In Raft, leader is responsible for periodically sending heartbeats to all followers to maintain the leadership. In Multi-Raft, without any optimization load from the the heartbeats can be non-negligible. However, we can optimize to reduce the heartbeat RPCs by multiplexing the heartbeats from different shards.

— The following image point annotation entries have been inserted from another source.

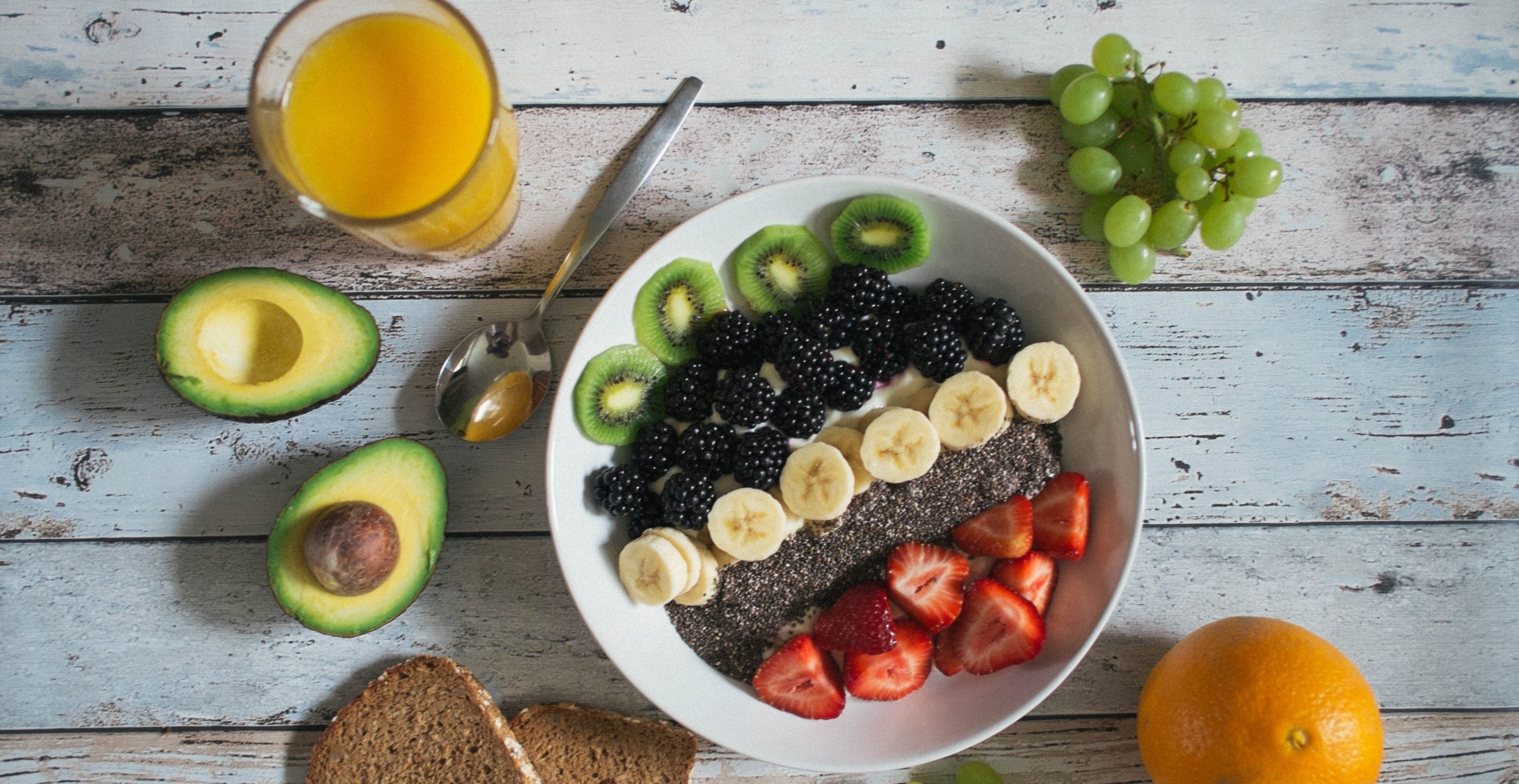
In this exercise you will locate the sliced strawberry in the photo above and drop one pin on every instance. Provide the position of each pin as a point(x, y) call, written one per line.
point(859, 622)
point(945, 657)
point(1061, 517)
point(896, 674)
point(997, 628)
point(1004, 531)
point(801, 678)
point(1030, 578)
point(928, 582)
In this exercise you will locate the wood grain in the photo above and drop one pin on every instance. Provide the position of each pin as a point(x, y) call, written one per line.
point(175, 54)
point(1375, 192)
point(186, 633)
point(1422, 748)
point(1266, 406)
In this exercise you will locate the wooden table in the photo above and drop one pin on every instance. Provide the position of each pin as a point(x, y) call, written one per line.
point(1331, 404)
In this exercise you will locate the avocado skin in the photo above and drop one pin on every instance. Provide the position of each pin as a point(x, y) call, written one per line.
point(273, 417)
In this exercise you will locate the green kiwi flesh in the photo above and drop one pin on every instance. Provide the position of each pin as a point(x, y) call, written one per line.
point(883, 232)
point(673, 306)
point(781, 268)
point(619, 393)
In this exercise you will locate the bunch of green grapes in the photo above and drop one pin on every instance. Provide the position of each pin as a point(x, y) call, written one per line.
point(1159, 154)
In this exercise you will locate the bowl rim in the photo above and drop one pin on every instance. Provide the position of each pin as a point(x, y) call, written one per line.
point(869, 184)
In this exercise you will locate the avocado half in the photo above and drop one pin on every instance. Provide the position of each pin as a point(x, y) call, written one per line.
point(257, 344)
point(397, 474)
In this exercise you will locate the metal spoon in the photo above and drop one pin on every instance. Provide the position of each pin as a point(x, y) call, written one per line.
point(497, 377)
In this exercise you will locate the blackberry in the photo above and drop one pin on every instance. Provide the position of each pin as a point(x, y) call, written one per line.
point(859, 288)
point(935, 349)
point(657, 448)
point(993, 330)
point(806, 363)
point(687, 499)
point(850, 388)
point(830, 324)
point(730, 341)
point(877, 342)
point(708, 448)
point(620, 490)
point(948, 300)
point(690, 391)
point(761, 456)
point(745, 397)
point(800, 413)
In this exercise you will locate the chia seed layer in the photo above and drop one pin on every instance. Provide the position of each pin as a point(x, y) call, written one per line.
point(757, 599)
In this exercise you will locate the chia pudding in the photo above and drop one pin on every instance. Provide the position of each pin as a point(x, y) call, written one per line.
point(758, 599)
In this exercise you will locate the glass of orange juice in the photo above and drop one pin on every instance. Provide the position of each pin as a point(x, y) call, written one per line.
point(386, 117)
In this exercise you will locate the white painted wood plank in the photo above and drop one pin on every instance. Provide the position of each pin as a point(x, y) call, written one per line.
point(1421, 748)
point(1374, 192)
point(68, 54)
point(1272, 406)
point(184, 633)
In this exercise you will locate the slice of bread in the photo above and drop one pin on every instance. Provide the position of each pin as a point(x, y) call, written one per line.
point(425, 720)
point(576, 745)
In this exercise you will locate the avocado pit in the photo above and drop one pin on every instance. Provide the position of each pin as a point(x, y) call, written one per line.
point(353, 547)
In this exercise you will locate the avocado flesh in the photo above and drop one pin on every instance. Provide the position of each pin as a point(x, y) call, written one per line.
point(260, 344)
point(397, 474)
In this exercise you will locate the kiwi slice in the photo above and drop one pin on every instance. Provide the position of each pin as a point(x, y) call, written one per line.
point(619, 393)
point(781, 268)
point(883, 232)
point(673, 306)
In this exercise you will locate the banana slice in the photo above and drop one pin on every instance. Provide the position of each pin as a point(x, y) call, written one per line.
point(968, 411)
point(846, 441)
point(705, 587)
point(1044, 382)
point(901, 444)
point(652, 570)
point(690, 552)
point(818, 482)
point(748, 524)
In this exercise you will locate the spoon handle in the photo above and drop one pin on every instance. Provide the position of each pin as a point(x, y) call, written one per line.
point(632, 177)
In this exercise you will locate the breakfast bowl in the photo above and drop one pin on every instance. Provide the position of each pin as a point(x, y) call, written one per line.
point(1102, 439)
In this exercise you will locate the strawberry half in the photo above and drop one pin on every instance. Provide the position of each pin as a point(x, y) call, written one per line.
point(1004, 531)
point(928, 582)
point(1030, 578)
point(859, 622)
point(801, 680)
point(997, 628)
point(1061, 517)
point(896, 674)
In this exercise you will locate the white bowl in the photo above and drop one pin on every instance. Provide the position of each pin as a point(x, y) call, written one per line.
point(1102, 439)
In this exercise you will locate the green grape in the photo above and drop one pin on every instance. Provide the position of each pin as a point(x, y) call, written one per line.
point(1126, 221)
point(1193, 183)
point(1185, 154)
point(1064, 78)
point(1098, 132)
point(1216, 130)
point(1087, 98)
point(1128, 99)
point(1094, 171)
point(1113, 55)
point(1174, 93)
point(1209, 93)
point(1094, 215)
point(1132, 263)
point(1257, 177)
point(1223, 224)
point(977, 772)
point(1172, 225)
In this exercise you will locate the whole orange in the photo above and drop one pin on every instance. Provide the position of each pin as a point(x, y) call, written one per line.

Problem of naive implementation

In the following diagram, we have two nodes Node1 and Node2 and there are two shards. A Process is a leader if it is denoted with an asterisk (*): P1 is sending the heartbeats to the P3 and P2 to P4 as well. So there are two RPC messages sent from P1 to P3 and P2 to P4 independently.

graph LR
  subgraph Node1
    P1(P1*)
    P2(P2*)
  end
  subgraph Node2
    P3(P3)
    P4(P4)
  end
  P1 -->|heartbeat| P3
  P2 --> P4

Multiplexing heartbeats

To reduce the number of RPCs to only one, we can introduce multiplexer and demultiplexer in the nodes. The two heartbeats are buffered in the multiplexer and sent in a batched RPC to the destination node. In the destination node, the demultiplexer will split the batched RPC into individual heartbeats and send them to the corresponding processes.

graph LR
  subgraph Node1
    P1(P1*)
    P2(P2*)
    MUX(Mux)
  end
  subgraph Node2
    DEMUX(Demux)
    P3(P3)
    P4(P4)
  end
  P1 --> MUX
  P2 --> MUX
  MUX --> DEMUX
  DEMUX --> P3
  DEMUX --> P4

In this case the reduction rate is 2. But what would be the reduction rate in general. Let's do some math.

Math: Reduction rate

Let's consider there are N nodes and L shards. Each shard have K replication and leader processes are balanced among the nodes.

In this case, the total number of heartbeats sent in period is LK. And the total directed paths connecting two nodes is N(N-1) and these heartbeats are evenly attributed to these paths. Therefore, the number of heartbeats sent in each path is LK/(N(N-1)) and this is the reduction rate. For example, if there are 5 nodes and 1000 shards with 3 replication, the reduction rate is 150.